Simply stated, Sunday's AFC Divisional Round Game at San Diego will be a tough test for the Jets' defense.
The Chargers boasted the fifth-best passing attack this season, averaging 271 yards a game, and they haven't been held under 20 points in any game. The Green & White, on the other hand, were No. 1 in many categories against the pass, including allowing only 153.7 yards per game and eight TD passes all season.
"They're one of the best at passing the ball and we are the best at what we do in defending the pass," safety Kerry Rhodes told reporters on a conference call Monday afternoon. "It's going to be one of those games that's going to come down to if we want it or not."
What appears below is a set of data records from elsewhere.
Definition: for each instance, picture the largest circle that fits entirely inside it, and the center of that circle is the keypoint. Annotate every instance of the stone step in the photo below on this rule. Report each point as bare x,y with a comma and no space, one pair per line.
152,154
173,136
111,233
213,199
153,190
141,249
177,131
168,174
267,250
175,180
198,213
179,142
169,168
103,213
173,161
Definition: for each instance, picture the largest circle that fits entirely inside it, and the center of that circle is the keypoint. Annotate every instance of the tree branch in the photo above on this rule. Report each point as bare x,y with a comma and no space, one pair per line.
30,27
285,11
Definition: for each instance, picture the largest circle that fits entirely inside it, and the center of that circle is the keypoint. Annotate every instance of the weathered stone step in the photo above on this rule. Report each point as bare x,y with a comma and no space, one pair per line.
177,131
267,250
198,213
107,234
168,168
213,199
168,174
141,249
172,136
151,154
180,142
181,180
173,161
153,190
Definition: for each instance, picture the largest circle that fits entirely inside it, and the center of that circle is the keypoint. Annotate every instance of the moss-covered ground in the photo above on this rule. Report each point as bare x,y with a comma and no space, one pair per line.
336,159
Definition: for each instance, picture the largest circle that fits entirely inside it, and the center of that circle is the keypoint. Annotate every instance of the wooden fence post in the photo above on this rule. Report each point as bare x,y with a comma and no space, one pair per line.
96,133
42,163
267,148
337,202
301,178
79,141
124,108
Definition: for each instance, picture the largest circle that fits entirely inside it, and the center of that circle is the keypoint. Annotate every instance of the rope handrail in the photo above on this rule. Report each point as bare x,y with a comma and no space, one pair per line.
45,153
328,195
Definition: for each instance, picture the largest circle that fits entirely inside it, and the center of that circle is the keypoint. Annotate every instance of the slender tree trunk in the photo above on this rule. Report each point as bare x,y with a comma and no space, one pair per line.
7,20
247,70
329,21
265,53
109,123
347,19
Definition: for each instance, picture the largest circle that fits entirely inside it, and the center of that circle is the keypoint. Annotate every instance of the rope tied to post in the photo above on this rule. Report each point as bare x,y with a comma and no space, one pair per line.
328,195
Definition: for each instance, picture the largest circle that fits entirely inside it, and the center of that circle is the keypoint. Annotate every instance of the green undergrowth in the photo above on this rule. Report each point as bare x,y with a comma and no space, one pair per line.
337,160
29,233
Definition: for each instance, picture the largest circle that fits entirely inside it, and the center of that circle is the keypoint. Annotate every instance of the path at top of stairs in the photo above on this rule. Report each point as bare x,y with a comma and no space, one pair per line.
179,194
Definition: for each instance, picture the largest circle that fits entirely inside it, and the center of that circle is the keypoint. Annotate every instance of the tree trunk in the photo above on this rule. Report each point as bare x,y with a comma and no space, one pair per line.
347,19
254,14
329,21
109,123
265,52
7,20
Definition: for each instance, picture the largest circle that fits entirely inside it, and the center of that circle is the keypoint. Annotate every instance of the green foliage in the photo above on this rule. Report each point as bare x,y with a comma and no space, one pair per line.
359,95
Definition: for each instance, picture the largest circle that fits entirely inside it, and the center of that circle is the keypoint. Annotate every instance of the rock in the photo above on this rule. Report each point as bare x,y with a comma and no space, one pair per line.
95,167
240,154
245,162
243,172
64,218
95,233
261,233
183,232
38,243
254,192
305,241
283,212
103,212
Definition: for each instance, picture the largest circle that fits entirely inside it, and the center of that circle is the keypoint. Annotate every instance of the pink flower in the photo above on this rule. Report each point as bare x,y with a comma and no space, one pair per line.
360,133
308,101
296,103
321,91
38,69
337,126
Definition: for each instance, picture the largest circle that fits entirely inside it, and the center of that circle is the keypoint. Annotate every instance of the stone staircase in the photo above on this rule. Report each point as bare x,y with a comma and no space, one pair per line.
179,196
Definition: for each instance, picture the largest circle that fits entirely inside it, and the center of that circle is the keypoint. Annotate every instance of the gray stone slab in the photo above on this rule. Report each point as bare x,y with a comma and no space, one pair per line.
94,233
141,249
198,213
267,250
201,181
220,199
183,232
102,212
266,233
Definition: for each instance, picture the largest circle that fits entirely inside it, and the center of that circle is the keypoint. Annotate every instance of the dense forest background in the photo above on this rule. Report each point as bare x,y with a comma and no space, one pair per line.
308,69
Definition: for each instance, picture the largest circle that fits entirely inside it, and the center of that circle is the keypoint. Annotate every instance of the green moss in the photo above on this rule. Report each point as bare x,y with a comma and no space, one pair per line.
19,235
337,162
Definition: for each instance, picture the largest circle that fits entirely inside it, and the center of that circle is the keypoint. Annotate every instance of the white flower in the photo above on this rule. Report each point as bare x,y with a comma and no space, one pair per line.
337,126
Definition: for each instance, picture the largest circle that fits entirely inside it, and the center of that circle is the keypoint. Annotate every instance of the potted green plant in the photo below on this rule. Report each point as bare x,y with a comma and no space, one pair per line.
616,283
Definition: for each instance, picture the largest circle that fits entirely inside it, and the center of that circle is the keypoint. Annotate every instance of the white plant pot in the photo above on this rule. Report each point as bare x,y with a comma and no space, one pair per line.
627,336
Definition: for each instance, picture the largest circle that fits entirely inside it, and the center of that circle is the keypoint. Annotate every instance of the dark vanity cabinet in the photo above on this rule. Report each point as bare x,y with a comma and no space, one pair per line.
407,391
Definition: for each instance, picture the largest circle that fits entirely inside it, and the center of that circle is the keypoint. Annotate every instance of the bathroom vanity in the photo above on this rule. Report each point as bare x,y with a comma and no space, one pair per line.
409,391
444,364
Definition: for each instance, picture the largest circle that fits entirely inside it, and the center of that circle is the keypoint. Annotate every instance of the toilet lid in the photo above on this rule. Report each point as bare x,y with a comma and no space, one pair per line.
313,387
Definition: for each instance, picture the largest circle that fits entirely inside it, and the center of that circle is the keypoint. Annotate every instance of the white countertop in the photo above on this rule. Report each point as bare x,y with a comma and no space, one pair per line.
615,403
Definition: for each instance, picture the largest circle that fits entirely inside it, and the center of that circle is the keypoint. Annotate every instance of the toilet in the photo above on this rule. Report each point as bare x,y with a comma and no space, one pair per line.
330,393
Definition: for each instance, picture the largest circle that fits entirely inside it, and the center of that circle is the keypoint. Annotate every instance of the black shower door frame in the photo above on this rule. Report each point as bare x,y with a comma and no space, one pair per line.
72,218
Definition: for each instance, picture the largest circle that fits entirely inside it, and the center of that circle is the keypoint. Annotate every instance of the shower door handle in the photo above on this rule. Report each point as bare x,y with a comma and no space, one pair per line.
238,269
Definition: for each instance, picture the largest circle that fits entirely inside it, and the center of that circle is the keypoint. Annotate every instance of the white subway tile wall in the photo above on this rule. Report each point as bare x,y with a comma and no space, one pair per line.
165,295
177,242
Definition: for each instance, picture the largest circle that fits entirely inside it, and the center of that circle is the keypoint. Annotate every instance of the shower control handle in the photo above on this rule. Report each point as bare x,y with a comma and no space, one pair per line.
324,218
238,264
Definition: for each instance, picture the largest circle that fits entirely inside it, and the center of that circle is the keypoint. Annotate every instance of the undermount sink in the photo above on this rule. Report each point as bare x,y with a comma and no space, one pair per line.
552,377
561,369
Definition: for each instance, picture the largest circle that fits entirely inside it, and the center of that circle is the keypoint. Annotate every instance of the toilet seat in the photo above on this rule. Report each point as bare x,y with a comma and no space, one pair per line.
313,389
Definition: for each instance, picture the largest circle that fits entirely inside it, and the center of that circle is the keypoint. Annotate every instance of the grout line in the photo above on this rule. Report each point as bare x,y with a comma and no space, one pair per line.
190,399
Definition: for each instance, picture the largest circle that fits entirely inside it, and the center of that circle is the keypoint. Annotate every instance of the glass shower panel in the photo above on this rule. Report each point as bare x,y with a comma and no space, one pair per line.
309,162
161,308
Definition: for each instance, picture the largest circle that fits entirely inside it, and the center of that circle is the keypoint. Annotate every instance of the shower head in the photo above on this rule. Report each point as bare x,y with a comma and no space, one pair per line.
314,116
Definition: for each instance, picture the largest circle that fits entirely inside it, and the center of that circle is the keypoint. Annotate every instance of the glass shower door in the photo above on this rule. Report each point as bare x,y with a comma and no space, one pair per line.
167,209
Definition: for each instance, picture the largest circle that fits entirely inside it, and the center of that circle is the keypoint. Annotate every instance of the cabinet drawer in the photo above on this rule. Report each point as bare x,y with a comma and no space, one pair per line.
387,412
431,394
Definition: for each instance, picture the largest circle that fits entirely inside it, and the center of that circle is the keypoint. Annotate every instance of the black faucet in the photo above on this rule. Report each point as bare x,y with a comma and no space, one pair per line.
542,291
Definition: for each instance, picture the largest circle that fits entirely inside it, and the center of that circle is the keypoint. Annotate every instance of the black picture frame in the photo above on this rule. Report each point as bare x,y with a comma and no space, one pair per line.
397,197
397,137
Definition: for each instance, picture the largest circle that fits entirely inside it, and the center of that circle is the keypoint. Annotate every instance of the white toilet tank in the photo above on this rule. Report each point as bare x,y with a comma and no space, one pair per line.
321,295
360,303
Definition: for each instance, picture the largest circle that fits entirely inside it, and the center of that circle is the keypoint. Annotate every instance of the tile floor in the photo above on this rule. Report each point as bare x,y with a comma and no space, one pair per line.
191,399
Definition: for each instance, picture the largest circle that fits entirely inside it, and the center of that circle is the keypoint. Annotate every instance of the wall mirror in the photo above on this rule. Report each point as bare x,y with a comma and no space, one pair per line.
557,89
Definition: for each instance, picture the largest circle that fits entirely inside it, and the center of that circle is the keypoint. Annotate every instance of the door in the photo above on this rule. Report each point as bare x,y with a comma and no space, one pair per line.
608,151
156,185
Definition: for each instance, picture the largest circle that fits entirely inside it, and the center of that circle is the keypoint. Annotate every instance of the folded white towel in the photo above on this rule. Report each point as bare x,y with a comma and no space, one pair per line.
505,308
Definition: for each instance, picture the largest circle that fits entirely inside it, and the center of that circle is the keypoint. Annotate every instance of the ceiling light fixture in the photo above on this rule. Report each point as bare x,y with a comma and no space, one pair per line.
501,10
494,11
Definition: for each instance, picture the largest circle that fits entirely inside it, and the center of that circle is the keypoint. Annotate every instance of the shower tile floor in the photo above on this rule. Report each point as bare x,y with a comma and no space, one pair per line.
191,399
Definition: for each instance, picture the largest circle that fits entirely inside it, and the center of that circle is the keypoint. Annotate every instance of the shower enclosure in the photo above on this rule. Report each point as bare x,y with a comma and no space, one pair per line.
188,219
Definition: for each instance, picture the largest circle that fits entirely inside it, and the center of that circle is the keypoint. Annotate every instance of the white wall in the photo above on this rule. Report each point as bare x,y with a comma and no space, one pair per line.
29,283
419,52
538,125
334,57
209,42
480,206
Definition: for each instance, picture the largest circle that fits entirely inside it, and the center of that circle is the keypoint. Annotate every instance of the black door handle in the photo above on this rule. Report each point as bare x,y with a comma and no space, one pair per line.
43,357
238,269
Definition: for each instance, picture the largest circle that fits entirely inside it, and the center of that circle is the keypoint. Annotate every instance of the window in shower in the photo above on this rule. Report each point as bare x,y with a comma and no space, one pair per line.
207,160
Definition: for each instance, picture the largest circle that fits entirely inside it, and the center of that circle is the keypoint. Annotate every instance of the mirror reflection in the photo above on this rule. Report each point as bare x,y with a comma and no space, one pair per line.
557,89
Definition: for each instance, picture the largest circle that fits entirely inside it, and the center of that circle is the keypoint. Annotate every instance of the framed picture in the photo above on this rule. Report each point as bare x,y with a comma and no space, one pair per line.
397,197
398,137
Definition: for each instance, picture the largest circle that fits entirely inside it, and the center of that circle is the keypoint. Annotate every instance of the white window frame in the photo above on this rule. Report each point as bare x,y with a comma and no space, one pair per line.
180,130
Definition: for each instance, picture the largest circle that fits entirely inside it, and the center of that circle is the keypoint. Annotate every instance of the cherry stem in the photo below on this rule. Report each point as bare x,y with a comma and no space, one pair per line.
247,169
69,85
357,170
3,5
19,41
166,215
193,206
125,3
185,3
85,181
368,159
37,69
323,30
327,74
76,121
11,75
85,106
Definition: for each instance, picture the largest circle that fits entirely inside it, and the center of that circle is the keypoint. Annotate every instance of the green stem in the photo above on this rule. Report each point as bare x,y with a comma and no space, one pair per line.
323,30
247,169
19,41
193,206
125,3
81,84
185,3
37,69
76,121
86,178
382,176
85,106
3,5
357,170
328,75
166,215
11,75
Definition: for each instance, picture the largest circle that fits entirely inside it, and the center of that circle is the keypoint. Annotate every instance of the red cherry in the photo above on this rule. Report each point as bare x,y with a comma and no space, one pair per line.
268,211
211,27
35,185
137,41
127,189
The leader of the potent passing game is sixth-year quarterback Philip Rivers, who was tops in the AFC with a 104.4 rating and threw for 4,254 yards, 28 touchdowns and nine interceptions this season.
"He has an unorthodox delivery. He throws kind of sidearm," said Rhodes. "He can make all the throws — on the run, he can make checks — and put the ball in the right place."
Seventh-year tight end Antonio Gates is Rivers' favorite target.
The 6-foot-5 Gates has 79 catches for 1,157 yards and eight TDs and likely will be watched closely by Rhodes. For a three-week stretch, from Games 13-15, No. 25 was matched up against Kellen Winslow, Tony Gonzalez and Dallas Clark, some of the best tight ends in the game, who combined for 11 catches for 115 yards and one touchdown.
That TD was a crucial one, the game-winning catch by "Gonzo" in the Jets' 10-7 loss to the Falcons, which caused head coach Rex Ryan to consider changing the way his defense played opponents' TEs.
Instead of manning up against Clark the following week, the secondary played more of a zone defense.
"With Dallas Clark, we switched things up and I was freer to make some plays against all those guys," said Rhodes. "That's the thing with San Diego. They have so many guys that you can't just put [Darrelle] Revis on Jackson or me on Gates and say we're going to hold them down because they have other guys as well. We're going to have to mix things up."
"The biggest thing with them is they'll spread the ball all over the place," said safety Jim Leonhard, noting that Rivers "has a lot of big-time targets that he can distribute the ball to. He's an equal-opportunity quarterback. He's willing to throw it to anyone, it doesn't matter. Whoever is open, that's where the ball is going. It's really hard to get keyed in on him."
The Chargers also have one of the tallest receiving corps in the NFL. Vincent Jackson, one of their 1,000-yard pass-catchers, is 6'5", as are Malcom Floyd and Kassim Osgood, and Legedu Naanee is 6'2".
"It's definitely a challenge anytime you have a size disadvantage," said the 5'8" Leonhard. "You can't get in a bad situation. That is where they thrive. It's definitely a game where you have to be on top of your responsibilities. You can't be late. You can't be slow on anything."
"The challenge is going to be on us. They're big, they're tall," said the 6'3" Rhodes. "It's just like playing a basketball team with the guys they have out there."
To simulate guarding San Diego's big targets, practice squad members Marcus Henry (6'4", 212) and Britt Davis (6'3", 205) will be very important on the scout team this week in practice.
"It's tough to prepare. You're not going to have many people on your team that are that tall, but we have a couple in practice that can help us out," said Rhodes. "Maybe we can get Braylon [Edwards] to come over there and help out a bit."
Despite having two quality running backs in LaDainian Tomlinson and Darren Sproles, the Bolts are ranked next-to-last in the league in rushing, gaining just 88.9 yards per game. The Jets defenders expect them to try to go vertical this week just as they have all season.
"We know if they're going to beat us, the way they're going to attack us is by throwing the ball," said Rhodes. "We have to come out as a secondary and play well to get the job done."